Mouse oocyte vitrification: the effects of two methods on maturing germinal vesicle breakdown oocytes.

机构信息

Department of Anat., Faculty of Medicine, Tehran University of Medical Sciences, Tehran, Iran.

出版信息

J Assist Reprod Genet. 2010 May;27(5):233-8. doi: 10.1007/s10815-010-9411-x. Epub 2010 Apr 21.

Abstract

PURPOSE

Evaluation of viability and subsequent developmental ability of mouse germinal vesicle breakdown oocytes vitrified in conventional straws.

METHODS

Oocytes with compact cumulus cells were cultured for 3 h in TCM199 medium GVBD and vitrified by two methods: the step-wise and single-step. After vitrification, the oocytes were thawed, and subjected to in vitro maturation and in vitro fertilization.
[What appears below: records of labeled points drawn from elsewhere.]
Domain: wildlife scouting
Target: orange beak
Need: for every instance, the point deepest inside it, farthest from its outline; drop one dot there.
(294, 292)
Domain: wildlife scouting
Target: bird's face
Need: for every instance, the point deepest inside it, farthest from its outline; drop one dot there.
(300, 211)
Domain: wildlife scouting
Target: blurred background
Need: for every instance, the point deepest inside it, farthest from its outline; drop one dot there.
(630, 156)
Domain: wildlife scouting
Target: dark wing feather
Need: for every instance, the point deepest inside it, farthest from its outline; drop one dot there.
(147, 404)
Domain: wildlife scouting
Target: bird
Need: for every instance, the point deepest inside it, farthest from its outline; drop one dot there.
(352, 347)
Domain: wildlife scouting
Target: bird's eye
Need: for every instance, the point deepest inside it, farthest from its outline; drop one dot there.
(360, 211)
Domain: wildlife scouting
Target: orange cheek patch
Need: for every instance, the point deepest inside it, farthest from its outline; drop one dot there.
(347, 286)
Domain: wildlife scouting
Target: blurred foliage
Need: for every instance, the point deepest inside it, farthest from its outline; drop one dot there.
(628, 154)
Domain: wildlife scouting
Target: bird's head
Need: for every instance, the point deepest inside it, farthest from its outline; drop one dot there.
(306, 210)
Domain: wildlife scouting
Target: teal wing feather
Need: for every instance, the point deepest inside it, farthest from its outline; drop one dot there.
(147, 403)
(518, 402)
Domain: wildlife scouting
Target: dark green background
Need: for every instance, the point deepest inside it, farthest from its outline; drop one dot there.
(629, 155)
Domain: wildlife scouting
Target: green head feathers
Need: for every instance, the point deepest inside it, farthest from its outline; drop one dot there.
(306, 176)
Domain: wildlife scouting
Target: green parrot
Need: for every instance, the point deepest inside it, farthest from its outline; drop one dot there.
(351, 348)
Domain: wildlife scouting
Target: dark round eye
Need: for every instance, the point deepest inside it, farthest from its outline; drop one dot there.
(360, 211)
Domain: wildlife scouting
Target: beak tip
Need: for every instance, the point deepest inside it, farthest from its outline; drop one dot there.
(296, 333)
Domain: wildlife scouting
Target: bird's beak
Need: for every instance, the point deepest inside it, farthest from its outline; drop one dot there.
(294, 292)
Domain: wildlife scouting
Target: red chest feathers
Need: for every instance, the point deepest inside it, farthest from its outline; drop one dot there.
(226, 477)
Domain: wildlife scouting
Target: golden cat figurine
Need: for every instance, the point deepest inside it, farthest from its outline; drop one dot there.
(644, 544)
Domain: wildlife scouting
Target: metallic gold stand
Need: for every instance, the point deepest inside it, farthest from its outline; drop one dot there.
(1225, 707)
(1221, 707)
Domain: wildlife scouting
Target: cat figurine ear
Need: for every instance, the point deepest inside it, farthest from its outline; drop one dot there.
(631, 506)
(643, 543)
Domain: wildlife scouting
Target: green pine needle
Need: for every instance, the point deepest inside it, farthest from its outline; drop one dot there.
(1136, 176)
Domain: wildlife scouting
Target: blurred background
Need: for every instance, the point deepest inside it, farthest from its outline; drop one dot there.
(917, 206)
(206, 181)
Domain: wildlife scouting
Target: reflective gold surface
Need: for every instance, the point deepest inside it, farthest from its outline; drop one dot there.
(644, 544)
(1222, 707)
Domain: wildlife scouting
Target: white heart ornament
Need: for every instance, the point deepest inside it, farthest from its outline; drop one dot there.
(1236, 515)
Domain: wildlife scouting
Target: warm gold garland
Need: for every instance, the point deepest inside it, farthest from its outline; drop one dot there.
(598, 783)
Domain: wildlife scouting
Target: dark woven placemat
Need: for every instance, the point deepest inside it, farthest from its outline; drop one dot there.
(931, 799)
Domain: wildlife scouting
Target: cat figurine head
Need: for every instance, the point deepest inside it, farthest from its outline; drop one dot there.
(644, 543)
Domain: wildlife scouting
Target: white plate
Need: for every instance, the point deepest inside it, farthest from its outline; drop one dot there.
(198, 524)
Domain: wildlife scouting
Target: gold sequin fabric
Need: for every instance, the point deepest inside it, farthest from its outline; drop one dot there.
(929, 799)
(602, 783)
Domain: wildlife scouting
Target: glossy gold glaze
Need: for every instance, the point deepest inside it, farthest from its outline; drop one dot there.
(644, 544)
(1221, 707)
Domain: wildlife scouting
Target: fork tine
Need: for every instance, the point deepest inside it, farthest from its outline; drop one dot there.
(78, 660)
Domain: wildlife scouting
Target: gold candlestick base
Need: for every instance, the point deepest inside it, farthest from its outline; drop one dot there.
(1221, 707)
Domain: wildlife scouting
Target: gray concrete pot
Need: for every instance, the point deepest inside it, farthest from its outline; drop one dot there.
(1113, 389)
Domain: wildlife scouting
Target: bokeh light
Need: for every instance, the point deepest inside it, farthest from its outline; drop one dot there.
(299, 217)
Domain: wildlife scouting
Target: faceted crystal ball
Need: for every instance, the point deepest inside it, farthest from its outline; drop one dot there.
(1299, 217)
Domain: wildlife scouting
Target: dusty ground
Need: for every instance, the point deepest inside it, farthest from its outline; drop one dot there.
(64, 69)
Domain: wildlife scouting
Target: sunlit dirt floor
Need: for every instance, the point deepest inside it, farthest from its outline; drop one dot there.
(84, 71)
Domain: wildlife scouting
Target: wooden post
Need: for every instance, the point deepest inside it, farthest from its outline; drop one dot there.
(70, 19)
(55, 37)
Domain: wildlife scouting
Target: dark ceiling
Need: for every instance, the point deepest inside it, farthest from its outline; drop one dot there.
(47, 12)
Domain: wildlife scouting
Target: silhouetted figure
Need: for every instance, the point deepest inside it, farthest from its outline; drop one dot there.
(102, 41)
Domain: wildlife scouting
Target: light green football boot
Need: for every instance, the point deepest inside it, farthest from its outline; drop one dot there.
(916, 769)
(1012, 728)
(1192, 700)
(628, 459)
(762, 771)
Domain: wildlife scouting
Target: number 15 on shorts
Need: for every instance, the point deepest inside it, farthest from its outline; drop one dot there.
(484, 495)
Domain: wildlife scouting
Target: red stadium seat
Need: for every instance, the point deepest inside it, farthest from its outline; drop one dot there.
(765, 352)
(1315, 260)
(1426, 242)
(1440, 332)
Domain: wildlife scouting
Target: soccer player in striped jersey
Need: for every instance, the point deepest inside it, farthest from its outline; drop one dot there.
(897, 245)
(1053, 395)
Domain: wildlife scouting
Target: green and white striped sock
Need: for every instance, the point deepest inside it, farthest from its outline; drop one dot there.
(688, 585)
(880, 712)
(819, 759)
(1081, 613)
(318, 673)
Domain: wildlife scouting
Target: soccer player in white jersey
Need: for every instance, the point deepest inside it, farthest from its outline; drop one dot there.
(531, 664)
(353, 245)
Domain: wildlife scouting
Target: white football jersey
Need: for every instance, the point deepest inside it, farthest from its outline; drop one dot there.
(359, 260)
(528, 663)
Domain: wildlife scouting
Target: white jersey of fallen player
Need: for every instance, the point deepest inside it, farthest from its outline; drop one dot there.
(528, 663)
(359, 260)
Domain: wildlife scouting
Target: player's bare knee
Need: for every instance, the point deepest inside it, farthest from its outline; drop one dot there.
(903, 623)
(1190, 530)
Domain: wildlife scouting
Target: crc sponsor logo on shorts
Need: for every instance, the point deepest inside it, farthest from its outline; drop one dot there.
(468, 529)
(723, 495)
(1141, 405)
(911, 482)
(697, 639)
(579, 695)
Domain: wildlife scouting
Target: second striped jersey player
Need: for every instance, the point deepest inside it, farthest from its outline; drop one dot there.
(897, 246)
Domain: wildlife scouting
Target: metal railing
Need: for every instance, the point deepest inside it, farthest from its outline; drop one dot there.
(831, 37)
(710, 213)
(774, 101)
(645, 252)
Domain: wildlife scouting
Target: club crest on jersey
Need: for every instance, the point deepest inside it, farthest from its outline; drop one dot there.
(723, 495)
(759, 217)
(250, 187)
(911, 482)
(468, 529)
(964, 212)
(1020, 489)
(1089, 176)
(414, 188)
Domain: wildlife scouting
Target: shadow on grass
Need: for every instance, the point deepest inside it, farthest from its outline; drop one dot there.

Oocyte survival (post-thaw) was assessed by morphological appearance and staining, using propidium iodide (PI)/Hoechst 33342. The oocyte maturation and fertilization rates were examined in vitro.

RESULTS

In the single-step method the rates of post thaw survival, maturation to metaphase II and cleavage (2-cell embryos) were 58.68%, 56.41% and 38.63%, respectively. In the step-wise method, the corresponding rates were 81.75%, 68.59% and 51.80%, respectively.

CONCLUSION

Vitrification of mouse germinal vesicle breakdown oocytes by the step-wise method had the advantage of maintaining the viability and subsequent production of 2-cell embryos. In comparison with that in unvitrified control oocytes, the development of MII oocytes to 2-cell embryos was impaired following vitrification.

摘要

目的

评估传统 straw 中玻璃化的小鼠生发泡破裂卵母细胞的活力和随后的发育能力。

方法

用 TCM199 培养基培养紧密的卵丘细胞 3 小时,使其生发泡破裂,采用逐步法和一步法进行玻璃化处理。玻璃化处理后,将卵母细胞解冻,进行体外成熟和体外受精。通过碘化丙啶(PI)/Hoechst 33342 染色,根据形态外观评估卵母细胞的存活(解冻后)。体外检查卵母细胞成熟和受精率。

结果

在一步法中,解冻后存活率、中期 II 成熟率和卵裂(2 细胞胚胎)率分别为 58.68%、56.41%和 38.63%。在逐步法中,相应的比率分别为 81.75%、68.59%和 51.80%。

结论

用逐步法对小鼠生发泡破裂卵母细胞进行玻璃化处理有利于维持其活力和随后产生 2 细胞胚胎。与未经玻璃化处理的对照组卵母细胞相比,玻璃化处理后,MII 期卵母细胞发育为 2 细胞胚胎的能力受损。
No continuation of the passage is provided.